Boat lights and other types of equipment on vessels are prone to corrosion. Without proper protection, persistent exposure to saltwater can cause devices to deteriorate at an alarming rate. When it comes to wiring for equipment on boats, heavy-duty marine grade cables must be applied in order to maintain electrical connection. There are different types of marine-grade cables available on the market today, which have their own respective applications.
ABYC Guidelines for Marine Grade Cables
The American Boat and Yacht Council (ABYC) sets forth numerous standards for wiring on vessels. The guidelines ensure that a specific color is assigned to a respective wiring application. For instance, a gray wire is applicable to navigation lighting systems while a dark blue wiring is used for cabin/instrument units. Furthermore, a purple wire is utilized for ignition-related components.
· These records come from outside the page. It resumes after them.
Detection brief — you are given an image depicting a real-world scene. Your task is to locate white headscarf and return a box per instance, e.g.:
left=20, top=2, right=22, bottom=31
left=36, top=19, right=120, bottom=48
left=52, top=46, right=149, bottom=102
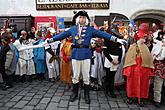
left=75, top=16, right=89, bottom=26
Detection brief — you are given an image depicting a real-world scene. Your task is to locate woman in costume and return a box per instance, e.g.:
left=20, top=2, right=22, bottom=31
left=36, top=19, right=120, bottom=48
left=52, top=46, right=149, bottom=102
left=123, top=23, right=154, bottom=106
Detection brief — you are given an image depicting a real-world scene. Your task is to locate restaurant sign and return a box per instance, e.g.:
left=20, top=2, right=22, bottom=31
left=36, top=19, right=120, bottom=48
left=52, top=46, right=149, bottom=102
left=36, top=0, right=110, bottom=10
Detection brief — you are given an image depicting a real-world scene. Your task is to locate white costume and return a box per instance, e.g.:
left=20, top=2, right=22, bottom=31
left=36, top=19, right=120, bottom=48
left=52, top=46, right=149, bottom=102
left=45, top=41, right=61, bottom=79
left=90, top=38, right=105, bottom=86
left=14, top=39, right=35, bottom=76
left=90, top=51, right=104, bottom=86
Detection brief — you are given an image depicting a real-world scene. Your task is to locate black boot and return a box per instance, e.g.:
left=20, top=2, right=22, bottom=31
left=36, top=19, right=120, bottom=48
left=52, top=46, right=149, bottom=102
left=70, top=83, right=79, bottom=102
left=14, top=75, right=20, bottom=83
left=28, top=75, right=32, bottom=83
left=84, top=84, right=90, bottom=104
left=109, top=82, right=116, bottom=98
left=110, top=90, right=117, bottom=98
left=21, top=75, right=26, bottom=83
left=105, top=80, right=111, bottom=96
left=109, top=71, right=116, bottom=98
left=153, top=101, right=161, bottom=108
left=139, top=99, right=145, bottom=107
left=105, top=68, right=111, bottom=96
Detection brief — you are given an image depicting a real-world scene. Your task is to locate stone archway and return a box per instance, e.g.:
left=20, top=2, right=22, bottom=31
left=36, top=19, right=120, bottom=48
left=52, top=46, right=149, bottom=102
left=130, top=9, right=165, bottom=29
left=130, top=9, right=165, bottom=22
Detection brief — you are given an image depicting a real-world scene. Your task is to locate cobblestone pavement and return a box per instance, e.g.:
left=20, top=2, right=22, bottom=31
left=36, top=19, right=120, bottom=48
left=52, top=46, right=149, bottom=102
left=0, top=80, right=164, bottom=110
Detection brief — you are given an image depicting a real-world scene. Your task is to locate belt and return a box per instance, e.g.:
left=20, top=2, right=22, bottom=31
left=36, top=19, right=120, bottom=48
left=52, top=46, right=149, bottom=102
left=72, top=45, right=90, bottom=48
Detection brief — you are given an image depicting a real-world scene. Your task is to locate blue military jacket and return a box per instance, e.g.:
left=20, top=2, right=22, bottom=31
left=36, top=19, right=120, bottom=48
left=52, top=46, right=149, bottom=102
left=52, top=25, right=115, bottom=60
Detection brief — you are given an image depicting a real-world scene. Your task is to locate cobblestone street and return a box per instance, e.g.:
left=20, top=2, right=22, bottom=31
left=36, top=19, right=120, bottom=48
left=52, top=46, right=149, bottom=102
left=0, top=80, right=164, bottom=110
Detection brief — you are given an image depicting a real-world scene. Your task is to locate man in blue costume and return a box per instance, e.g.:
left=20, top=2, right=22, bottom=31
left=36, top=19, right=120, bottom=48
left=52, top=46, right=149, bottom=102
left=47, top=10, right=126, bottom=104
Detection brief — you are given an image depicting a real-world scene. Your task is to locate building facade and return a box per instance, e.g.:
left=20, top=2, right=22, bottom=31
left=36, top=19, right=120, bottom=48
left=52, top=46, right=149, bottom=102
left=0, top=0, right=164, bottom=30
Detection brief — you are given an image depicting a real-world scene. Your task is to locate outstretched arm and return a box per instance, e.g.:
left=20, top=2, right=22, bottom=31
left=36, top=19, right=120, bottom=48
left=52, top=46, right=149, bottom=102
left=52, top=30, right=71, bottom=42
left=92, top=28, right=126, bottom=44
left=92, top=28, right=117, bottom=41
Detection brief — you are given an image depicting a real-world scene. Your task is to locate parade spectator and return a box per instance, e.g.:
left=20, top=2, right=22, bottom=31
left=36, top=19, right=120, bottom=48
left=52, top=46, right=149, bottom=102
left=45, top=30, right=52, bottom=39
left=29, top=27, right=36, bottom=39
left=0, top=33, right=17, bottom=90
left=6, top=28, right=15, bottom=43
left=11, top=24, right=18, bottom=39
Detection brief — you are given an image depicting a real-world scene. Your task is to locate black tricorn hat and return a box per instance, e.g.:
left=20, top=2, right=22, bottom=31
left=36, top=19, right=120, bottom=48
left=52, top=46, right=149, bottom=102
left=72, top=10, right=90, bottom=23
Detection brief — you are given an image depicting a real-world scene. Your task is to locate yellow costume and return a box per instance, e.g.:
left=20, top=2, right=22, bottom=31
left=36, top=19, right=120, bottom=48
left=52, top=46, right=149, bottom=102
left=60, top=39, right=72, bottom=84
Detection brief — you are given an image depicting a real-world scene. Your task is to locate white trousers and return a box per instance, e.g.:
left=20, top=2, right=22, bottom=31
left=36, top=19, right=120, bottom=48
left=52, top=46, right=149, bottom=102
left=46, top=52, right=60, bottom=79
left=72, top=59, right=90, bottom=85
left=153, top=76, right=165, bottom=103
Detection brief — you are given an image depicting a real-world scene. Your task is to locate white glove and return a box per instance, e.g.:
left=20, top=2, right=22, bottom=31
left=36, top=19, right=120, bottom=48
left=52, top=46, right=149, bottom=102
left=117, top=38, right=127, bottom=45
left=46, top=38, right=54, bottom=43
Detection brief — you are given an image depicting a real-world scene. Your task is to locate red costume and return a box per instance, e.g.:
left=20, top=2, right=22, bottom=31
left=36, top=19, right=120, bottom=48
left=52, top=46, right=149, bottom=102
left=123, top=23, right=154, bottom=103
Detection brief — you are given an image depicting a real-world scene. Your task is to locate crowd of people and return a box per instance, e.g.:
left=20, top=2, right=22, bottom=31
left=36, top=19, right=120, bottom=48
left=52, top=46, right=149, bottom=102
left=0, top=11, right=165, bottom=107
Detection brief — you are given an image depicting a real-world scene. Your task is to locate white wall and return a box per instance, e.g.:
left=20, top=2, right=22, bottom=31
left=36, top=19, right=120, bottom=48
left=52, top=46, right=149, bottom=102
left=0, top=0, right=164, bottom=19
left=110, top=0, right=165, bottom=18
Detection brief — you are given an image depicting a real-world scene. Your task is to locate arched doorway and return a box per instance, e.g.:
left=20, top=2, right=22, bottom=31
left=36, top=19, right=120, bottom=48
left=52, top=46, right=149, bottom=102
left=130, top=9, right=165, bottom=30
left=131, top=9, right=165, bottom=104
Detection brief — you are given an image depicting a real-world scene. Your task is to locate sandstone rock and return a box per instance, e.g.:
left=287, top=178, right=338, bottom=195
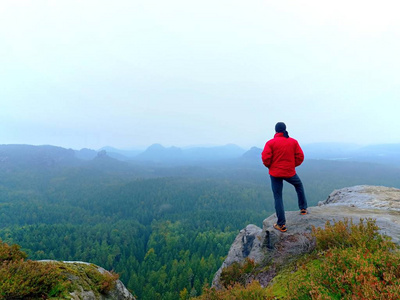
left=319, top=185, right=400, bottom=211
left=39, top=260, right=135, bottom=300
left=211, top=224, right=263, bottom=289
left=212, top=185, right=400, bottom=288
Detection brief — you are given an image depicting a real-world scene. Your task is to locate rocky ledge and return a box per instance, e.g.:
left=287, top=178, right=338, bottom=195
left=212, top=185, right=400, bottom=289
left=38, top=260, right=135, bottom=300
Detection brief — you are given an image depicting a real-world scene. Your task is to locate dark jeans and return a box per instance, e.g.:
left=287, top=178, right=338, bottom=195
left=270, top=174, right=307, bottom=226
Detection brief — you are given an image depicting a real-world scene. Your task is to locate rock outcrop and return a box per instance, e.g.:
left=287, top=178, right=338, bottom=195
left=212, top=185, right=400, bottom=289
left=211, top=225, right=264, bottom=289
left=39, top=260, right=135, bottom=300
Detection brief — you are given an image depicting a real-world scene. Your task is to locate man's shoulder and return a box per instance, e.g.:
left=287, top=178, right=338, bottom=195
left=288, top=137, right=303, bottom=149
left=288, top=137, right=299, bottom=143
left=266, top=136, right=300, bottom=146
left=266, top=137, right=278, bottom=145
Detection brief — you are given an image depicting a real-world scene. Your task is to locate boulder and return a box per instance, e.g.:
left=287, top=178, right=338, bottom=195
left=39, top=260, right=135, bottom=300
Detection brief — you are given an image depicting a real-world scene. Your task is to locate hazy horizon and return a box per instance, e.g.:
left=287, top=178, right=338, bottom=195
left=1, top=1, right=399, bottom=150
left=1, top=140, right=398, bottom=153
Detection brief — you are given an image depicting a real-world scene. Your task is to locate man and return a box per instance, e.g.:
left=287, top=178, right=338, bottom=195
left=261, top=122, right=308, bottom=232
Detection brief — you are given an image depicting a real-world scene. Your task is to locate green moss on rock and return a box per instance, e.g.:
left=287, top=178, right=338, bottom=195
left=0, top=240, right=134, bottom=300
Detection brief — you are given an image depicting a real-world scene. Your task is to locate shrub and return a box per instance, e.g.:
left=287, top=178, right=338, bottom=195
left=0, top=240, right=66, bottom=298
left=86, top=266, right=120, bottom=293
left=0, top=259, right=68, bottom=299
left=312, top=218, right=395, bottom=252
left=0, top=239, right=27, bottom=262
left=277, top=218, right=400, bottom=299
left=219, top=258, right=256, bottom=288
left=0, top=240, right=120, bottom=298
left=196, top=281, right=268, bottom=300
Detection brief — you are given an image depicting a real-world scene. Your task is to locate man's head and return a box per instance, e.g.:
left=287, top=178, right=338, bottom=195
left=275, top=122, right=286, bottom=133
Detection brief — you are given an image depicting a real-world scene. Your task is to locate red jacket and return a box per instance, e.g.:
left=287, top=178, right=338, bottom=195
left=261, top=132, right=304, bottom=177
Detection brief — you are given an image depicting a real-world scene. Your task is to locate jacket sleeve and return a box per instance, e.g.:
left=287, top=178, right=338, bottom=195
left=294, top=142, right=304, bottom=167
left=261, top=142, right=272, bottom=168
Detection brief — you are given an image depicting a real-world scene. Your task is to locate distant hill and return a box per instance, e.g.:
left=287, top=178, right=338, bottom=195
left=0, top=145, right=129, bottom=171
left=134, top=143, right=184, bottom=163
left=303, top=143, right=400, bottom=166
left=241, top=147, right=262, bottom=161
left=99, top=146, right=143, bottom=160
left=0, top=143, right=247, bottom=168
left=2, top=143, right=400, bottom=167
left=74, top=148, right=98, bottom=160
left=0, top=144, right=79, bottom=169
left=132, top=143, right=246, bottom=164
left=86, top=143, right=400, bottom=166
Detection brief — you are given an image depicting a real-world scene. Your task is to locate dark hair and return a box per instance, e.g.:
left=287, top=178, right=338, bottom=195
left=275, top=122, right=289, bottom=138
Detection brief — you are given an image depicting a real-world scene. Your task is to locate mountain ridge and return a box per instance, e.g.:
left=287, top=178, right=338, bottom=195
left=2, top=142, right=400, bottom=165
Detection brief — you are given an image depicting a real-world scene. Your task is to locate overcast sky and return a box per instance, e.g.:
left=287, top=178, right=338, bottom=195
left=1, top=0, right=399, bottom=150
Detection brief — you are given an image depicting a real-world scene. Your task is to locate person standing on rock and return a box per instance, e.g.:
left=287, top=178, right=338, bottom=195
left=261, top=122, right=308, bottom=232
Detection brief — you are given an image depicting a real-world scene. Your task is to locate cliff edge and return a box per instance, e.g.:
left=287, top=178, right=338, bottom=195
left=40, top=260, right=136, bottom=300
left=0, top=241, right=136, bottom=300
left=212, top=185, right=400, bottom=289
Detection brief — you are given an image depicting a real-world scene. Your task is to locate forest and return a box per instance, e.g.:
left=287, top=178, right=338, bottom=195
left=0, top=145, right=400, bottom=299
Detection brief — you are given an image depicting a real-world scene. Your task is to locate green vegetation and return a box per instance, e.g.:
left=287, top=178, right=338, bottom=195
left=198, top=281, right=268, bottom=300
left=277, top=219, right=400, bottom=299
left=220, top=258, right=256, bottom=288
left=0, top=240, right=118, bottom=299
left=0, top=162, right=270, bottom=299
left=197, top=219, right=400, bottom=300
left=1, top=146, right=400, bottom=299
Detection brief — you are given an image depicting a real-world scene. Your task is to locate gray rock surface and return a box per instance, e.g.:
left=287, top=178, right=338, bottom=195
left=212, top=224, right=263, bottom=289
left=212, top=185, right=400, bottom=288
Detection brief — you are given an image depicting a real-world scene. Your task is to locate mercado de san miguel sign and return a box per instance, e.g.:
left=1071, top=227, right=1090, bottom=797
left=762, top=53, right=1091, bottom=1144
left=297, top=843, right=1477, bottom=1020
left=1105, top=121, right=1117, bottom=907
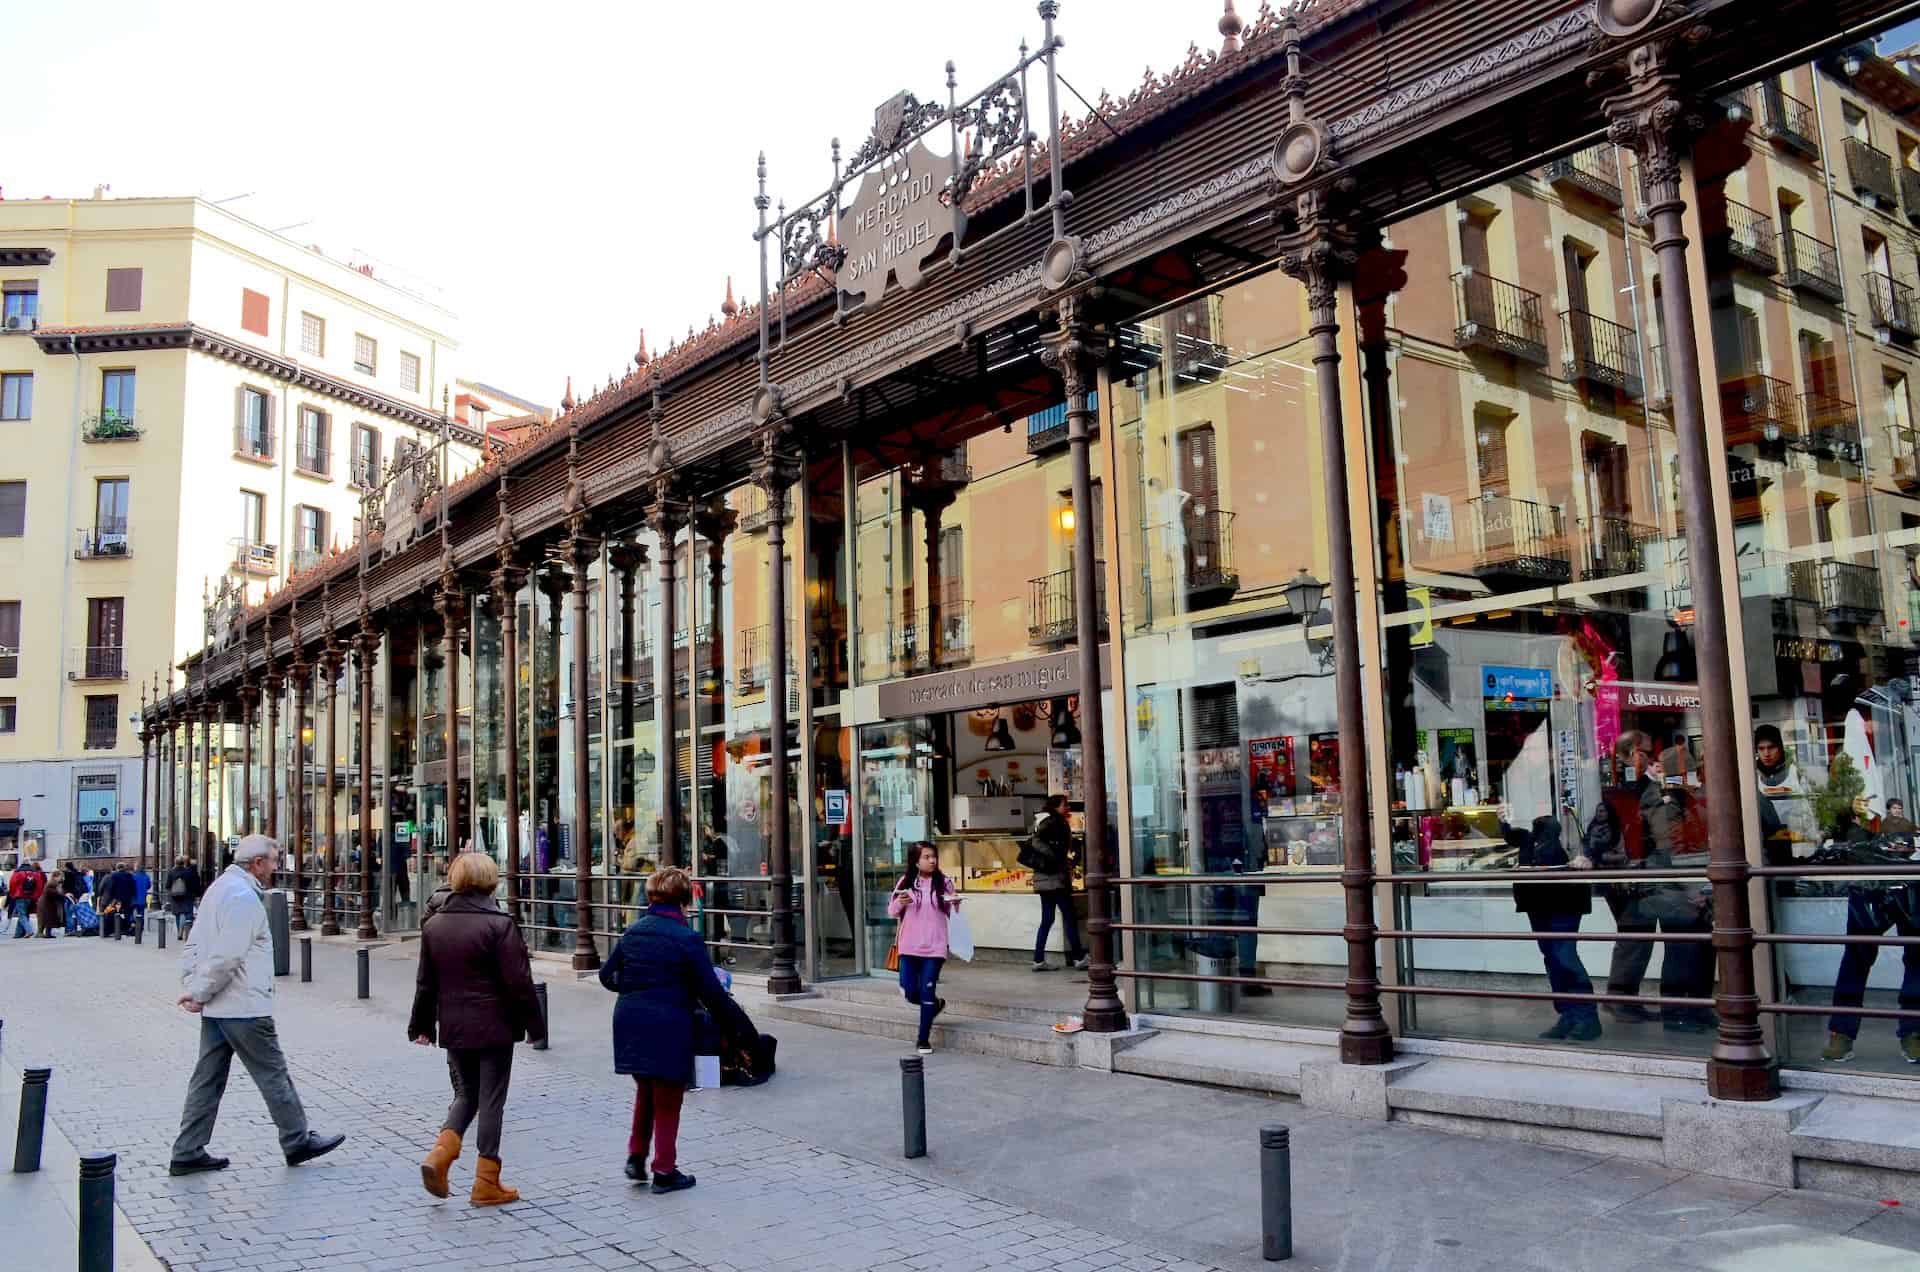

According to ABYC, it is best practice to route wires carrying current above areas where water is known to accumulate or pool. However, in cases wherein such wiring must be fed through watery locations, the connection is required to be watertight.
For routing through areas where engines are installed the cables should be oil resistant. Limitations for this type of wiring includes exposure to vibration, constant flexing and electrical for 110V.
What is ABYC?
ABYC is an organization that closely works with the US Coast Guard (USCG), Transport Canada, and the International Organization for Standardization (ISO). Interestingly, over 90 percent of vessels on the water today were designed to adhere to ABYC guidelines.
The non-profit group offers certificate programs for professionals interested in ABYC echnical standards. ABYC first published its manual in 1956. Revisions are constantly rolled out to keep the handbook updated at all times. Various countries worldwide have adopted ABYC standards for boating equipment. Because of this, boaters can be confident in applying the guidelines to their equipment.